Researchers hope to one day treat migraines with nasal spray

Posted at 9:52 PM, Nov 23, 2014
and last updated 2014-11-23 23:52:46-05

SOUTH JORDAN, Utah -- Migraine headaches are debilitating for millions of Americans, but Roseman University of Health Sciences in South Jordan is working on a way to help provide relief to those who suffer from them.

“The idea that we could produce a drug in a delivery system that is significant in the treatment of migraines ranks very high on our agenda,” said Larry Fannin, who is the campus dean for the college of pharmacy.

Roseman University is making progress in combating a painful condition suffered by 37 million Americans.

“It comes in a package, so you have all these three things together,” Venkata Yellepeddi said. “You have throbbing pain, and then you have nausea, and then you have sensitivity to light."

Yellepeddi added, “Unfortunately, this disease is more prevalent in women than men, so there are a lot of relationship issues and there are a lot of psychological issues tied to this disease."

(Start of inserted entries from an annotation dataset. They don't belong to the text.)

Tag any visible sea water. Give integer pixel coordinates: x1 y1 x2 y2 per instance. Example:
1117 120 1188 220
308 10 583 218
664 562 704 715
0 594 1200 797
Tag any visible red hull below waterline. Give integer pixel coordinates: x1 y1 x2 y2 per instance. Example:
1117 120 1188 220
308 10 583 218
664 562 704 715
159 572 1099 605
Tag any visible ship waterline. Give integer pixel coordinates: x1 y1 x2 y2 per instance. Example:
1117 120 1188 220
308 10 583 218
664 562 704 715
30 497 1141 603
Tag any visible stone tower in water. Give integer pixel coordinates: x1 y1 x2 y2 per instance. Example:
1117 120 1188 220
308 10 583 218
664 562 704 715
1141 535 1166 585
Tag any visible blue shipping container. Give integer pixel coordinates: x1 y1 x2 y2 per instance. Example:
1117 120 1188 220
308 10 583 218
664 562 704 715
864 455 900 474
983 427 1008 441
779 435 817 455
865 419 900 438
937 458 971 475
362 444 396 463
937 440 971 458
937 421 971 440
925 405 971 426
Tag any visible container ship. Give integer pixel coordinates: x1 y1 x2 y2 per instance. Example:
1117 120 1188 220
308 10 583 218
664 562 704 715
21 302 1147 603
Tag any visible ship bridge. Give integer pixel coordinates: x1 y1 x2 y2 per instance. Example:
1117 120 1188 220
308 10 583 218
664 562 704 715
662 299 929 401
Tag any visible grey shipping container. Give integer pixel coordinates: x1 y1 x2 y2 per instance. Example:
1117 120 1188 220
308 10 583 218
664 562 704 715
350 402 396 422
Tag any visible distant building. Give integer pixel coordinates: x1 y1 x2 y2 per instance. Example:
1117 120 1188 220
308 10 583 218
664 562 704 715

For those who suffer from migraines, there are medications available now.

“Procloperezine has shown to be very effective, but the root of administration has always been a concern,” Fannin said.

Yellepeddi said that medication has to be prescribed by a doctor. Pills and shots take time to work, and that's why Roseman’s is developing a faster method to deliver the medicine.

“The idea behind this is like if you can formulate this drug into a nasal spray formulation it will be easy for patients to use it rather than taking a tablet or taking a shot in a hospital,” Yellepeddi said.

Putting medicine into nasal spray isn't easy. Extensive research on how to keep the ingredients active and free of bacteria while being stored are needed, but relief for migraines could be a spray away in the future.